La situation de peur est ainsi une situation où la détresse et le danger sont reconnus, remémorés ou attendus mais sans déborder le moi puisque contenus dans, ou cadrés par, un objet. Donc, non plus le danger de l’effroi et de la détresse psychique, mais celui de la perte d’objet – et donc de sa protection.

 c – Angoisse / Angst

 L’angoisse est l’élaboration de la peur et donc une préparation au danger : le moi est ici dans une position active, c’est lui qui a la fonction de provoquer l’affect d’angoisse, qui est ainsi une alerte et une anticipation du danger, une prévention de la menace. À ce niveau d’élaboration, la situation de détresse psychique est évitée, ainsi que la menace de perte de l’objet, même si l’affect d’angoisse en porte la trace mnésique. De plus, cette détresse originaire est ici reproduite activement par le moi : il n’est plus débordé et traumatisé (disons, en passant, que l’angoisse n’est pas un mal, une maladie ainsi qu’une tendance actuelle l’impose).

 d – D’autres élaborations

 Mais le moi peut renforcer cette position par une nouvelle élaboration, par exemple dans la phobie : une conduite supplémentaire d’évitement de la situation d’angoisse. Il est évident que le « souci » du moi sera l’évitement de l’angoisse, soit par des élaborations contra-phobiques, des demandes d’anxiolytiques, etc.

Rappelons avec Freud que la première condition introduite par le moi pour déterminer l’angoisse est le danger de la perte de la perception de l’objet (observable dans l’angoisse dite du huitième mois) : c’est cette dimension, pour le garçon, qui opère dans la perception de la différence des sexes : il ne retrouve pas la perception de son pénis (comme objet protecteur rassemblant toutes les menaces) : c’est alors la condition de l’effroi. Cette perte de la perception sera par la suite assimilée à la perte de l’objet ou sa peur (perte du pénis sous l’effet de la menace de castration) ; l’angoisse est, quant à elle, la réaction au danger que comporterait cette perte, puis à la perte même de l’objet.

 Avec ces trois affects (effroi, peur, angoisse), nous avons une illustration du travail d’élaboration de la psyché en organisations successives du système de défense du moi, mettant de plus en plus à distance le danger, le premier pas étant la création de l’objet, entre moi et monde, dans une fonction de frontière pare-excitations, et le second pas étant le déplacement du danger vers la menace.
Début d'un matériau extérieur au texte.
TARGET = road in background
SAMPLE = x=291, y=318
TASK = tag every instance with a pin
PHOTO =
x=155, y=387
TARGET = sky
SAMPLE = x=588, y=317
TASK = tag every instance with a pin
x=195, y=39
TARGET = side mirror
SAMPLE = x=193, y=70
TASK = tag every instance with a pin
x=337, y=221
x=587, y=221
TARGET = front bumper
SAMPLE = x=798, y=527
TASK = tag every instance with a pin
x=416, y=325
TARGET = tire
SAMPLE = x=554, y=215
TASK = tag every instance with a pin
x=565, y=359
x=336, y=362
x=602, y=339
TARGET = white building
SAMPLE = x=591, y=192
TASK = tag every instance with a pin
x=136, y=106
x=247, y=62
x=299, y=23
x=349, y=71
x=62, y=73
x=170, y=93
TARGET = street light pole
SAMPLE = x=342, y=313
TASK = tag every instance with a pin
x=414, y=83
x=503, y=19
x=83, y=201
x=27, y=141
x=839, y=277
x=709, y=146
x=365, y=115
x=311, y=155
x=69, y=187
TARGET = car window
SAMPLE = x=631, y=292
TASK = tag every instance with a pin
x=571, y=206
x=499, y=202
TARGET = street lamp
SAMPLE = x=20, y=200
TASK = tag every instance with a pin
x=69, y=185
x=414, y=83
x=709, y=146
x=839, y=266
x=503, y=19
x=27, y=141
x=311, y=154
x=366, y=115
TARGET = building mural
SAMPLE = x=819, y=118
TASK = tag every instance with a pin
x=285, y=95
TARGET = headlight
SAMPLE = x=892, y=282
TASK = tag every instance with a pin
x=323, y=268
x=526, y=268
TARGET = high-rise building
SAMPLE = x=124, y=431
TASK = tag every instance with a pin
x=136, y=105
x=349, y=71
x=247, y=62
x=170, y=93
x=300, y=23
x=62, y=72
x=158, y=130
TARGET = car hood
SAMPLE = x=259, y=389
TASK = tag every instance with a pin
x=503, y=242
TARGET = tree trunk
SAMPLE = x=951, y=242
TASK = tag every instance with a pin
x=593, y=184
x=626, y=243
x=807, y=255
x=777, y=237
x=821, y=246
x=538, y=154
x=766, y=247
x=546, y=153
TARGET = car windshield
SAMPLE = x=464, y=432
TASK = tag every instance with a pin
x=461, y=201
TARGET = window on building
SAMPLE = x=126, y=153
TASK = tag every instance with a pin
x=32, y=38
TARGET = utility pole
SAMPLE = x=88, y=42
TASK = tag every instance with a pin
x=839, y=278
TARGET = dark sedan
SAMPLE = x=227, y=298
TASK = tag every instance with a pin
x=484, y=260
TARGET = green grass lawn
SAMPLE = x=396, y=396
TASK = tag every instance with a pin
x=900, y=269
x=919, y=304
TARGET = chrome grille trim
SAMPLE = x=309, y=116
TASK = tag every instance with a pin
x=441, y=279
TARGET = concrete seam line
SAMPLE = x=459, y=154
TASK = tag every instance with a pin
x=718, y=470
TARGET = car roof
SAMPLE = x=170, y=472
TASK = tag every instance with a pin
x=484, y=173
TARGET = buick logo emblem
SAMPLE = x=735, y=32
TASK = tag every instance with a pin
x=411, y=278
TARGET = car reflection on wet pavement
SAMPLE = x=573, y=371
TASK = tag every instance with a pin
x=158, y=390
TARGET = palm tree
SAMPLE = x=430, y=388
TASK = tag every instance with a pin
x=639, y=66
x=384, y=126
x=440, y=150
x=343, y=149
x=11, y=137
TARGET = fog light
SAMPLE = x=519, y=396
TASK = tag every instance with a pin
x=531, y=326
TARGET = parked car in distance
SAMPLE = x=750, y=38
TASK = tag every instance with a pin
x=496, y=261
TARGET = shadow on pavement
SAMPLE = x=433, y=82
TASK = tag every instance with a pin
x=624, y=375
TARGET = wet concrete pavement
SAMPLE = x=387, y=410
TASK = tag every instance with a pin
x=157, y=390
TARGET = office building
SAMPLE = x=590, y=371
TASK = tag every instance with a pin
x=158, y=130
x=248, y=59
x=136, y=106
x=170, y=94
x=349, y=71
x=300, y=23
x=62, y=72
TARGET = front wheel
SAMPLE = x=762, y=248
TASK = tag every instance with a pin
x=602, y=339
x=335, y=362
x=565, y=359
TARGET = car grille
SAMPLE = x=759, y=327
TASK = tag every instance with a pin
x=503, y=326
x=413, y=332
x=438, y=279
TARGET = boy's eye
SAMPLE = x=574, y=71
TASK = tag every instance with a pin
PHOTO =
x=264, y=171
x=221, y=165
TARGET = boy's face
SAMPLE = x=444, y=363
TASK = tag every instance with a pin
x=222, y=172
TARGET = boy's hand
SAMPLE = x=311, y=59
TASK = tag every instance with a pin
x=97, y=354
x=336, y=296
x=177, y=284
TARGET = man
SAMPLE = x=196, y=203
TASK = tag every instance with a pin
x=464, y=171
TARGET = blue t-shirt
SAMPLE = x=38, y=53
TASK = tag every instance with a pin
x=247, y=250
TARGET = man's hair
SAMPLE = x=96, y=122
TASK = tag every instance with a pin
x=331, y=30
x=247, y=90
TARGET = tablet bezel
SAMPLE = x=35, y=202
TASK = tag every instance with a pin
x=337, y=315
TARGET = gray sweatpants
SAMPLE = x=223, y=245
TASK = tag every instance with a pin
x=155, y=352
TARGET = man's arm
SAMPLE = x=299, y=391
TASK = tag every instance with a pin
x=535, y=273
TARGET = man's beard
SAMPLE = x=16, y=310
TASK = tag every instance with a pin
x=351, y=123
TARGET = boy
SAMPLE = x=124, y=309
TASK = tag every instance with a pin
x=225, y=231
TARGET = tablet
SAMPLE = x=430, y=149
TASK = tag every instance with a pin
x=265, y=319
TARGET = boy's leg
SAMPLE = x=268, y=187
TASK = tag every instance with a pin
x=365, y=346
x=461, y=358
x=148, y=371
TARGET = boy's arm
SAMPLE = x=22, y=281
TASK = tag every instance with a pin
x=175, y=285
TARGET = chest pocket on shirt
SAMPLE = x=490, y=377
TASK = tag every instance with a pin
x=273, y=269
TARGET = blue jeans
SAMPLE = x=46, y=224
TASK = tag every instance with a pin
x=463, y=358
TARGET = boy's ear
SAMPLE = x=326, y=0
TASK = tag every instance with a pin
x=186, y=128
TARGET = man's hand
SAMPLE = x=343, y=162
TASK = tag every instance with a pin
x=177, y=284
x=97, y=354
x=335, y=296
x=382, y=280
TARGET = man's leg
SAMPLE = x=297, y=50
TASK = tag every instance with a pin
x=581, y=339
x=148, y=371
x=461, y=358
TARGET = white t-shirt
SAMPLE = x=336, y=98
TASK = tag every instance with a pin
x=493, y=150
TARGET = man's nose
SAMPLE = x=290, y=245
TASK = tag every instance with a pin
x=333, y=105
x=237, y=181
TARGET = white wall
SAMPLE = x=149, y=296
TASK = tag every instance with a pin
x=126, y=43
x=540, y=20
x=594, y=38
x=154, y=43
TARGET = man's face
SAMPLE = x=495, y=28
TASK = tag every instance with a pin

[1] 1938 : “Le clivage du moi dans les processus de défense”, GW XVII, 59-62 (Die Ichspaltung im Abwehrvorgang), in Studienausgabe III 389 ; SE XXXII, 275-278 ; Névrose, psychose et perversion, P.U.F. 1973 ; Nouvelle revue de psychanalyse, 2, 25-28, 1970 ; Résultats, idées, problèmes, II, Paris, P.U.F., 1985.

[2] 1920 : “Au-delà du principe de plaisir”, in Essais de psychanalyse, Payot 1981, p. 50, et 1924 : Inhibition, symptôme et angoisse, P.U.F. 1971.

[3] 1914, “Extrait de l’histoire d’une névrose infantile : l’homme aux loups”, GW XII, 29-157 (Aus der Geschichte einer infantilen Neurose), Studienausgabe VIII 125, SE XVII, 7-122 ;.  in Cinq psychanalyses, Paris, P.U.F. 1954, 325-420 ; Œuvres complètes, XIII, Paris, P.U.F., 1988 ; L’Homme aux Loups, P.U.F. Quadrige, 1990.